Map of Cambodia

Traveling to Cambodia: We woke up early and started our journey with a three hour drive to Pakse, south of Savannakhet, to catch our flight to Siem Reap, Cambodia. After a short flight, I had to wait in line to get my visa. Peep did not need one. We collected our luggage and caught a taxi to our hotel. Peep used her contacts through her work at Savan Vegas to book the hotel. She also obtained the name of a local guide and, after checking in, we met with him to plan our trip. As it turned out, he was at the airport to pick us up and saw us arrive, but didn't realize we were the ones he was waiting for. We weren't expecting him to be there, so we weren't looking for anyone and missed him holding our name card.

Wat Tep Pothivong
Memorial Stupa
Skeletal Ramains

Wat Tep Pothivong: We waited a few minutes while our guide went home to change into his guide uniform before taking us to our first stop, Wat Tep Pothivong, also known as Wat Thmey, or New Temple, as it was called when it was being constructed.
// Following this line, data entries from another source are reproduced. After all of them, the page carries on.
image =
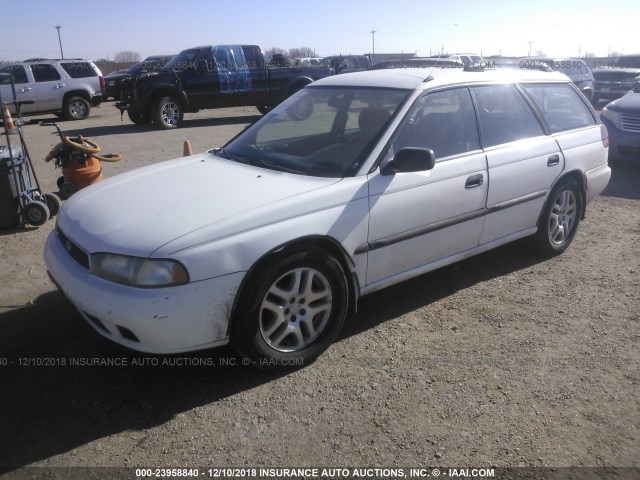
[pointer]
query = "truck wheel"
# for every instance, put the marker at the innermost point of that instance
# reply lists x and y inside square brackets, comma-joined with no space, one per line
[137,117]
[76,108]
[166,113]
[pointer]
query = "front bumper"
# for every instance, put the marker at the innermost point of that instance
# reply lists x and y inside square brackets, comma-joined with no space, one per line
[160,320]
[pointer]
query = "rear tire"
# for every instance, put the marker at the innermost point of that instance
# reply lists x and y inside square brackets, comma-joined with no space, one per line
[166,113]
[560,218]
[292,310]
[76,108]
[36,213]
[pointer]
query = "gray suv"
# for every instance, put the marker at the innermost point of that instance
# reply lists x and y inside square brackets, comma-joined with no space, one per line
[68,87]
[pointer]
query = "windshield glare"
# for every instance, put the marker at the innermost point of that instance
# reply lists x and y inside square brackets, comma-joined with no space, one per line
[323,132]
[183,60]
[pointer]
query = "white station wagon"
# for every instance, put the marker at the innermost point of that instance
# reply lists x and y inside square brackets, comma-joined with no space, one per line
[355,183]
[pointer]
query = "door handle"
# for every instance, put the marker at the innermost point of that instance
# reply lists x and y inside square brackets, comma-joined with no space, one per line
[474,181]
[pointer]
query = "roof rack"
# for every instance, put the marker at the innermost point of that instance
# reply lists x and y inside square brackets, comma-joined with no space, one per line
[51,59]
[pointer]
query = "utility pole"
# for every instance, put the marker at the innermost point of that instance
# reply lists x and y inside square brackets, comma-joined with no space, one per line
[373,45]
[58,27]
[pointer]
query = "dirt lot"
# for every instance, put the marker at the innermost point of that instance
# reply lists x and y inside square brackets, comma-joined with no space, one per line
[506,359]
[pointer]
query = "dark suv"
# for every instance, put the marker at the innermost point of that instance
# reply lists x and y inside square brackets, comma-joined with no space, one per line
[614,81]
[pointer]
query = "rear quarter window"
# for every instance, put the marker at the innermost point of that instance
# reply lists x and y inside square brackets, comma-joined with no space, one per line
[504,115]
[44,72]
[79,69]
[561,107]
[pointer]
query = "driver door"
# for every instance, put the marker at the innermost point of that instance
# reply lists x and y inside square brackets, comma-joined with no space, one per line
[420,219]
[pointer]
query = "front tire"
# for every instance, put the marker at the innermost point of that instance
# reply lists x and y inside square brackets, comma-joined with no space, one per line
[137,117]
[166,113]
[76,108]
[292,310]
[560,218]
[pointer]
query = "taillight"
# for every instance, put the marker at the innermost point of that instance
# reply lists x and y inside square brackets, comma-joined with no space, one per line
[604,134]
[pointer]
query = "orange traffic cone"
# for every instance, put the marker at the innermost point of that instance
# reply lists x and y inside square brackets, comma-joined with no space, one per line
[186,149]
[8,121]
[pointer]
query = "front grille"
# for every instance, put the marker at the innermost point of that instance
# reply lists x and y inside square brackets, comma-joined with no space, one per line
[630,122]
[75,251]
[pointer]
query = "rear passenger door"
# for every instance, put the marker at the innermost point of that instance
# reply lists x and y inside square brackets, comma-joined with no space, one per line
[419,218]
[23,89]
[49,86]
[523,160]
[571,121]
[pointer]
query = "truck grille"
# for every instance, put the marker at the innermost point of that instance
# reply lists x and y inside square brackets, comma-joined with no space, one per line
[74,250]
[630,122]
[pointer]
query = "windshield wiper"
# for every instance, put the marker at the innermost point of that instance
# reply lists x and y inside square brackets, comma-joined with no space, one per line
[254,161]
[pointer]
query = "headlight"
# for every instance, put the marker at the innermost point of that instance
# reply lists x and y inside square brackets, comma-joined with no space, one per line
[612,116]
[138,272]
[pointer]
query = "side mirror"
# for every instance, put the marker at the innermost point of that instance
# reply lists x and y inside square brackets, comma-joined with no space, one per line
[410,159]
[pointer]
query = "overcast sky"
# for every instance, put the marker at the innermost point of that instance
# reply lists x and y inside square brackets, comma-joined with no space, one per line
[100,29]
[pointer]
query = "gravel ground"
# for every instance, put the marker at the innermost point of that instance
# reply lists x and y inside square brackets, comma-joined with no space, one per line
[506,359]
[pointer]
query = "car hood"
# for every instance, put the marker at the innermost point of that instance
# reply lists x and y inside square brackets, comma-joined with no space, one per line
[138,212]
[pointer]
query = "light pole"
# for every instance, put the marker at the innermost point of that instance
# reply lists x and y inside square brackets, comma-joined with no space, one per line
[373,45]
[58,27]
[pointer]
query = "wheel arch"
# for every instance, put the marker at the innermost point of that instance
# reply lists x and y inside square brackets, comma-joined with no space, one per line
[77,93]
[325,243]
[179,95]
[581,180]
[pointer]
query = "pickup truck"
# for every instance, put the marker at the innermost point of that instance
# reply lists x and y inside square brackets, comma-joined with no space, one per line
[212,76]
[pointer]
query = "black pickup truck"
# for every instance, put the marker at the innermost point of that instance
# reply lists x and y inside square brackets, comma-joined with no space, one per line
[212,76]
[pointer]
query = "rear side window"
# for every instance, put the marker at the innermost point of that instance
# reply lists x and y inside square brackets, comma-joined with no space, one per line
[17,72]
[79,69]
[504,115]
[44,72]
[442,121]
[561,106]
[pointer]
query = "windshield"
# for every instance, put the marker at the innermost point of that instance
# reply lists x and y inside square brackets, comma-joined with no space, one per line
[629,62]
[322,132]
[184,60]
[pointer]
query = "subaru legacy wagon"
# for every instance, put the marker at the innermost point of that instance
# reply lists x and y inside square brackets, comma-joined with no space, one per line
[355,183]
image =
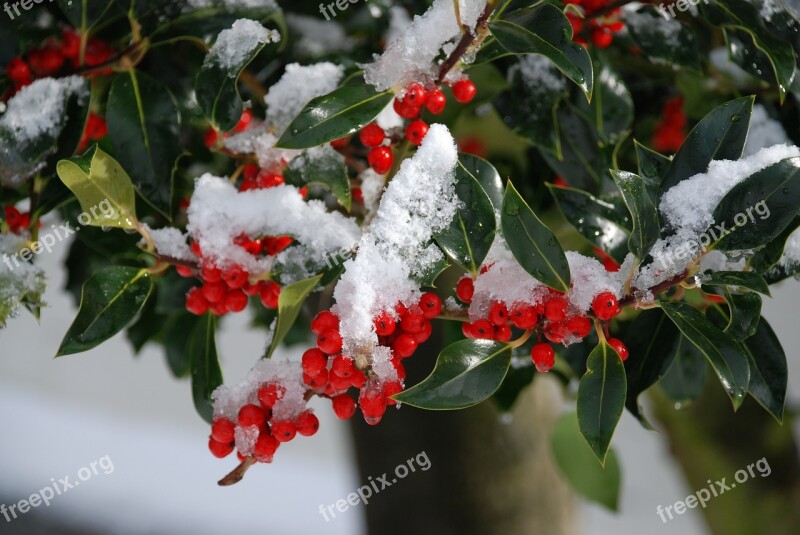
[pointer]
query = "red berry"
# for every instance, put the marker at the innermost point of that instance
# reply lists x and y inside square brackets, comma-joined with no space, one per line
[498,313]
[218,449]
[372,135]
[385,324]
[416,131]
[307,424]
[405,345]
[222,430]
[235,301]
[283,431]
[464,91]
[269,394]
[323,321]
[605,306]
[314,362]
[436,102]
[380,159]
[265,448]
[465,289]
[524,316]
[579,326]
[619,347]
[330,341]
[543,357]
[430,304]
[196,303]
[250,415]
[344,407]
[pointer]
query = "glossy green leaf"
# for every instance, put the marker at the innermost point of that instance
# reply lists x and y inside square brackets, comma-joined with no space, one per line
[470,235]
[466,373]
[533,244]
[103,188]
[143,123]
[340,113]
[720,135]
[601,398]
[545,30]
[760,207]
[646,225]
[290,303]
[577,462]
[324,166]
[110,301]
[768,370]
[603,221]
[721,350]
[204,363]
[652,340]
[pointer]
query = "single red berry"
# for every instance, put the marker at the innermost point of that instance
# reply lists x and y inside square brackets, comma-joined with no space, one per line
[283,431]
[269,394]
[323,321]
[222,430]
[498,313]
[416,131]
[380,159]
[330,341]
[196,303]
[265,447]
[218,449]
[465,289]
[605,306]
[343,366]
[464,91]
[436,101]
[372,135]
[543,357]
[307,424]
[555,308]
[430,304]
[579,326]
[404,345]
[250,415]
[344,407]
[524,316]
[314,362]
[619,347]
[235,301]
[385,324]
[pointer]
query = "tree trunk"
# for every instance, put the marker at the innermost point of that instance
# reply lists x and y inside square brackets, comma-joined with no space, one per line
[486,475]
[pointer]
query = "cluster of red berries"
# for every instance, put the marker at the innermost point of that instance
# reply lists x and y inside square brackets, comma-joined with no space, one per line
[670,132]
[271,432]
[409,106]
[601,29]
[553,319]
[50,58]
[16,221]
[225,290]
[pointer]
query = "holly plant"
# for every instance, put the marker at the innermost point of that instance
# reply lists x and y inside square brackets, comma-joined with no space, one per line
[602,191]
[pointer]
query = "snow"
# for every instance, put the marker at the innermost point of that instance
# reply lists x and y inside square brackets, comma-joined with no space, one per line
[411,55]
[234,46]
[419,201]
[298,85]
[218,213]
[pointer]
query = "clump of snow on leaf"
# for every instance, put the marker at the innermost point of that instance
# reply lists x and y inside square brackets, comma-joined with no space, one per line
[419,201]
[411,55]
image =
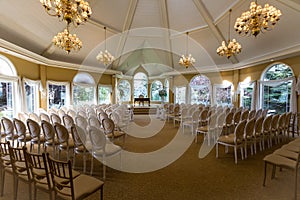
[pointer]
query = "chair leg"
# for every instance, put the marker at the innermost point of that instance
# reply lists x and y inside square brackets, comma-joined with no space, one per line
[2,181]
[235,154]
[265,174]
[92,165]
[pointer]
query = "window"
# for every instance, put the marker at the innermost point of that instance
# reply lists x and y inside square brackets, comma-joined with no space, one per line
[276,87]
[155,87]
[84,89]
[200,90]
[124,91]
[180,94]
[104,94]
[31,90]
[10,104]
[246,95]
[58,93]
[167,88]
[140,84]
[222,94]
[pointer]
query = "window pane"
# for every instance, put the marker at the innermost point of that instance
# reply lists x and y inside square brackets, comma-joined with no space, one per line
[31,96]
[104,95]
[83,95]
[140,85]
[223,96]
[200,90]
[155,87]
[57,95]
[124,90]
[180,93]
[6,102]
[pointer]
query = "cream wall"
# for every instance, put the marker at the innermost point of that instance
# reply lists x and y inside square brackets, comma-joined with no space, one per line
[40,72]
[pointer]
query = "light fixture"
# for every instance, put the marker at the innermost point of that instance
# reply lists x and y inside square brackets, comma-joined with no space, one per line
[257,19]
[230,48]
[104,56]
[187,59]
[76,11]
[67,41]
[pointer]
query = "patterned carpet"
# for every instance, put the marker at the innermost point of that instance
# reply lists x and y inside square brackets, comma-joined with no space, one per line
[187,178]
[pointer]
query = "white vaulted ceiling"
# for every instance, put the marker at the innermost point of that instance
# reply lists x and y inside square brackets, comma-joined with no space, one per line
[149,33]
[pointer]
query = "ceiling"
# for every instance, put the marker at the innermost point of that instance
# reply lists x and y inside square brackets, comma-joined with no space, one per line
[149,34]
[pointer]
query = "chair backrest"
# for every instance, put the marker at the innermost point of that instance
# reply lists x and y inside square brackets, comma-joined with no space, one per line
[68,121]
[244,115]
[258,125]
[252,114]
[274,121]
[249,129]
[78,135]
[108,125]
[229,118]
[18,162]
[7,125]
[81,122]
[38,167]
[93,121]
[20,127]
[61,176]
[267,123]
[34,117]
[55,118]
[97,138]
[237,117]
[45,117]
[61,133]
[48,130]
[239,131]
[33,128]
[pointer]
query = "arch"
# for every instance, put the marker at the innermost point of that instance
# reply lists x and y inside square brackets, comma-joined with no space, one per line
[7,68]
[276,85]
[200,90]
[140,84]
[84,77]
[156,86]
[124,90]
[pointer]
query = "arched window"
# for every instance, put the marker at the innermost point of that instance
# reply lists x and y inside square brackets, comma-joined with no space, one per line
[124,91]
[156,86]
[31,90]
[200,87]
[9,98]
[104,94]
[276,88]
[58,94]
[167,88]
[84,89]
[140,84]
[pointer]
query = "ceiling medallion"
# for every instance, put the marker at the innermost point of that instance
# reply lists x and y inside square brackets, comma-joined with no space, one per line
[257,19]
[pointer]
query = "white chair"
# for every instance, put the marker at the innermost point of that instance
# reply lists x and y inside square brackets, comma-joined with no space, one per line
[102,148]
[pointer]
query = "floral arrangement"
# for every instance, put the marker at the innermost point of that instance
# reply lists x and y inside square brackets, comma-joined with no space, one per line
[162,93]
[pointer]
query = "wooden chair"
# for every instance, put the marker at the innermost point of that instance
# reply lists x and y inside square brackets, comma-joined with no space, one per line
[67,186]
[235,140]
[40,176]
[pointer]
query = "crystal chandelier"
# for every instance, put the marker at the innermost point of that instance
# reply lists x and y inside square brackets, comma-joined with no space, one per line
[257,19]
[76,11]
[67,41]
[104,56]
[232,47]
[187,59]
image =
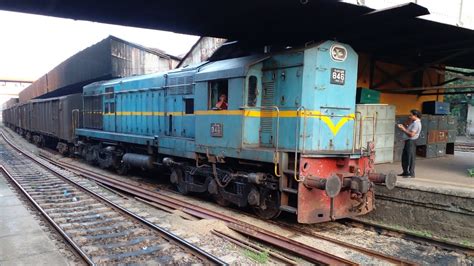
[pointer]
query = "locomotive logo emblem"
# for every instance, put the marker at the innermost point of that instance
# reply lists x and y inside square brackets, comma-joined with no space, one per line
[338,53]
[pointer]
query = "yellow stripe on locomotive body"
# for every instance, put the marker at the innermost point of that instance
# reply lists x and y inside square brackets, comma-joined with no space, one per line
[334,128]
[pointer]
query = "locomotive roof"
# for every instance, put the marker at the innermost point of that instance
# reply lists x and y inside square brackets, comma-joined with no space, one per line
[229,68]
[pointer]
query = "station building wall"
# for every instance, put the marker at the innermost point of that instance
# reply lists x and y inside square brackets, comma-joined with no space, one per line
[403,102]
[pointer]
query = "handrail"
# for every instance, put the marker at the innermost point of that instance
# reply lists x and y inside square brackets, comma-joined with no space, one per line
[75,119]
[297,140]
[354,135]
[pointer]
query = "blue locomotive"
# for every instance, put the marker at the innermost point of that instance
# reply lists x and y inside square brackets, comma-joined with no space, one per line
[275,132]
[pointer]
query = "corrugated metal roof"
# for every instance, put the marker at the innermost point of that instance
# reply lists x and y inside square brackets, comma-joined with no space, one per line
[395,33]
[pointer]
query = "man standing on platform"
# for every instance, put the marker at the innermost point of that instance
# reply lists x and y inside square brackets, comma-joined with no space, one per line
[412,132]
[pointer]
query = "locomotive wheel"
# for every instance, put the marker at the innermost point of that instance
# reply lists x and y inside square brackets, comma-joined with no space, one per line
[269,207]
[177,178]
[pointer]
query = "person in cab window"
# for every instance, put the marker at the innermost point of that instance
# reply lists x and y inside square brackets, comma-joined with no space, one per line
[222,103]
[411,134]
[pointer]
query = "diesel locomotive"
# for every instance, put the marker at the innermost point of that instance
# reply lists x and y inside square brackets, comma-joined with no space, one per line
[275,132]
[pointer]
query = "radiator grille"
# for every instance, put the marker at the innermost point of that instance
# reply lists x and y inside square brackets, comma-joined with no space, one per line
[266,121]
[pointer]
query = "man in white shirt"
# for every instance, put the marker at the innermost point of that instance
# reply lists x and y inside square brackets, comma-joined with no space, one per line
[412,132]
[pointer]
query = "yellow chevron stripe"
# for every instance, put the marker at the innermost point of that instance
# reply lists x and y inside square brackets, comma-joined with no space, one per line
[334,128]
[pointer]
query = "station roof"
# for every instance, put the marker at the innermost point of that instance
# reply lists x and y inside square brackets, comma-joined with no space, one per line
[390,34]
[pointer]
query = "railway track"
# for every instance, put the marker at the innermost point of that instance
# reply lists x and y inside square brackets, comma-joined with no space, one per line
[100,231]
[465,147]
[159,200]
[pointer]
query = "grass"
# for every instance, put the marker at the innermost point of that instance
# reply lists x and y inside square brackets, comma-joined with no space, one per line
[260,257]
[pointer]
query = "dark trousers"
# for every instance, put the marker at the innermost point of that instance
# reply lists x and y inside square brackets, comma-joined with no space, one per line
[408,157]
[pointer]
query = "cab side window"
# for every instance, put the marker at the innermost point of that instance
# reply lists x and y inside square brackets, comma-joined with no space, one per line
[218,93]
[252,91]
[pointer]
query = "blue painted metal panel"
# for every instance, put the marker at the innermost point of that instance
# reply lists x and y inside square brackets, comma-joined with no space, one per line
[332,130]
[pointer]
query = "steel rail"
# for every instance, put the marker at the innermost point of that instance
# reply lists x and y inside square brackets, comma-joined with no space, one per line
[310,253]
[360,249]
[196,250]
[71,242]
[386,230]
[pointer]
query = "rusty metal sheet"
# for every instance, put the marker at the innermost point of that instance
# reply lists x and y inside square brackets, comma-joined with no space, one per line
[314,205]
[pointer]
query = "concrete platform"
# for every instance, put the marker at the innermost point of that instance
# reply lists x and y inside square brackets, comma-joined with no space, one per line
[22,241]
[451,169]
[438,202]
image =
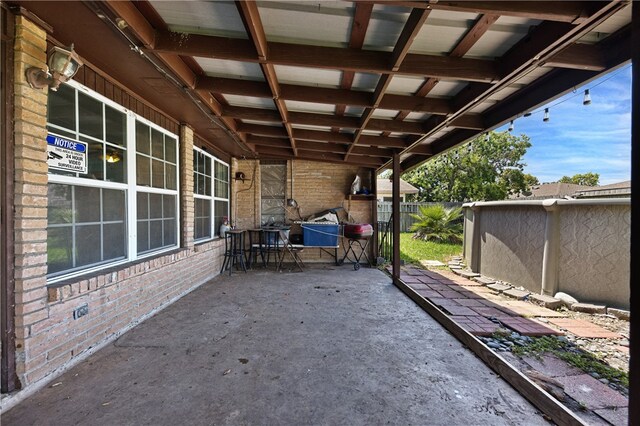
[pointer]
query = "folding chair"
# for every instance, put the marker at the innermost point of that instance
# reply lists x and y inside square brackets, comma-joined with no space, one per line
[294,252]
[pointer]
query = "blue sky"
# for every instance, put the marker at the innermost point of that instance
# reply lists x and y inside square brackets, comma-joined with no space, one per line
[580,139]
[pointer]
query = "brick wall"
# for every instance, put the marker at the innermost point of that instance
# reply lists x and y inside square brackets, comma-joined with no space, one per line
[317,186]
[48,338]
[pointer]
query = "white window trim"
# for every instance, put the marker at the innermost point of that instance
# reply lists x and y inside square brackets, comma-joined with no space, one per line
[130,188]
[212,198]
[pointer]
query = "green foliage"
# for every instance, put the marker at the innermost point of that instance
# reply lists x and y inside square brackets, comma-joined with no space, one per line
[437,223]
[480,170]
[574,356]
[413,251]
[588,179]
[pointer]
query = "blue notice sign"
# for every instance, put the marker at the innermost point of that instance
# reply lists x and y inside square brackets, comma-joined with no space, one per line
[66,154]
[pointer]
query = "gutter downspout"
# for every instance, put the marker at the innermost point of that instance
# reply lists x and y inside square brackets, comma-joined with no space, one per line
[550,254]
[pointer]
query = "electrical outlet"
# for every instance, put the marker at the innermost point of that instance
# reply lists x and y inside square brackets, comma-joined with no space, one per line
[81,311]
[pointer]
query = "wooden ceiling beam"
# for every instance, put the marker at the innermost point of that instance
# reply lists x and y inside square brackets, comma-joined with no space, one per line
[477,30]
[320,136]
[135,20]
[380,125]
[569,11]
[262,130]
[579,56]
[326,57]
[409,32]
[233,86]
[370,162]
[469,121]
[250,16]
[383,141]
[323,95]
[266,141]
Cambodian history is separated into three epochs: pre-Angkor, Angkor, and post-Angkor periods. Most of this history was lost during the reign of Pol Pot, when books were illegal and those found with them were executed. Cambodia is slowly rebuilding its history from foreign sources, particularly China. The temple has a giant stupa filled with the skeletal remains of some of the people executed during Pol Pot's rule, found in the killing fields after the fall of the Khmer Rouge. Pol Pot and the Khmer Rouge came to power with support from the exiled king and China. His armies defeated the invading Vietnamese. After his downfall, he lived the remainder of his life on the run in northwestern Cambodia, laying massive minefields as he moved from place to place. Cambodia currently has more deaths per year from landmines than any other country. It is thought that many of the other leaders of the Khmer Rouge will also die before being brought to trial.

Silk Painting
Stone Carving

Artisans D’Angkor: Our next stop was a little more upbeat than the first. After a quick lunch we headed to the Artisans D'Angkor. Established in 1998 with financial support from the European Union, Artisans D'Angkor schools its students in the ancient Khmer arts, focusing on ornamental sculpture, lacquer ware, silk weaving and silk painting.

Angkor National Museum

Angkor National Museum: We then continued on to the Angkor National Museum. Opened in 2007, the museum is dedicated to preserving the artifacts and informing the public on Angkor history.

    The collections include the following galleries:
  • 1,000 Buddha Images
  • Pre-Ankor Period: Khmer Civilization
  • Religion and Beliefs
  • The Great Khmer Kings
  • Angkor Wat
  • Angkor Thom
  • Story from Stones
  • Ancient Costumes

The time spent at the museum was a great precursor to visiting the archeological sites the following day.

Floating Village House
Floating Village Vegetable Market
Floating Village Restaurant
Floating Village Rec Center
Floating Village Church

Tonle Sap Lake: A short drive south of Siem Reap brought us to Tonle Sap Lake, the largest freshwater lake in South East Asia. We arrived at the end of the rainy season when the lake is at its biggest, fed from the Mekong River to the south. During the dry season, the flow of the river feeding it reverses, draining the lake into the Mekong until it is only one-sixth its maximum size. We rented a boat and toured one of the floating villages, populated by many ethnic Vietnamese and Cham. The people live on houseboats, moving as the lake swells and recedes. There are also floating schools, restaurants, medical clinics, churches and even a rec center, where we saw some people playing volleyball. As expected, the village survives primarily on fishing.

Angkor Night Market
Shopping for Souvenirs

Angkor Night Market: After arriving back in Siem Reap, the guide dropped us off at the night market. We were one of the first tourists there, arriving just as many of the shops started opening up. We purchased some souvenirs, bargaining for great prices as the vendors were eager to make their first sale of the night.

Fishing Dance
Peacock Dance
Apsara Dance

Tonle Mekong Restaurant: For dinner the guide returned and transported us to the Tonle Mekong restaurant for a buffet dinner and a show. The show included a fishing dance, a peacock dance, a coconut dance, and Apsara dancing. Apsara dancing is a traditional dance that used to only be performed for kings, but it is now performed for the public as well. After the show, Peep and I walked back to the Kingdom Angkor Hotel, which was just a short distance down the road from the restaurant.

Nighttime Adventure: After the long day, we each took a shower and then went right to bed. I was in bed quickly falling asleep and Peep just finishing her shower when a drip appeared near the air conditioner. We thought it might be leaking a little and put a trash can underneath to catch all the water. Soon afterward, several more leaks appeared, which turned into steady streams. We called the front desk and they changed our room, upgrading us to a suite.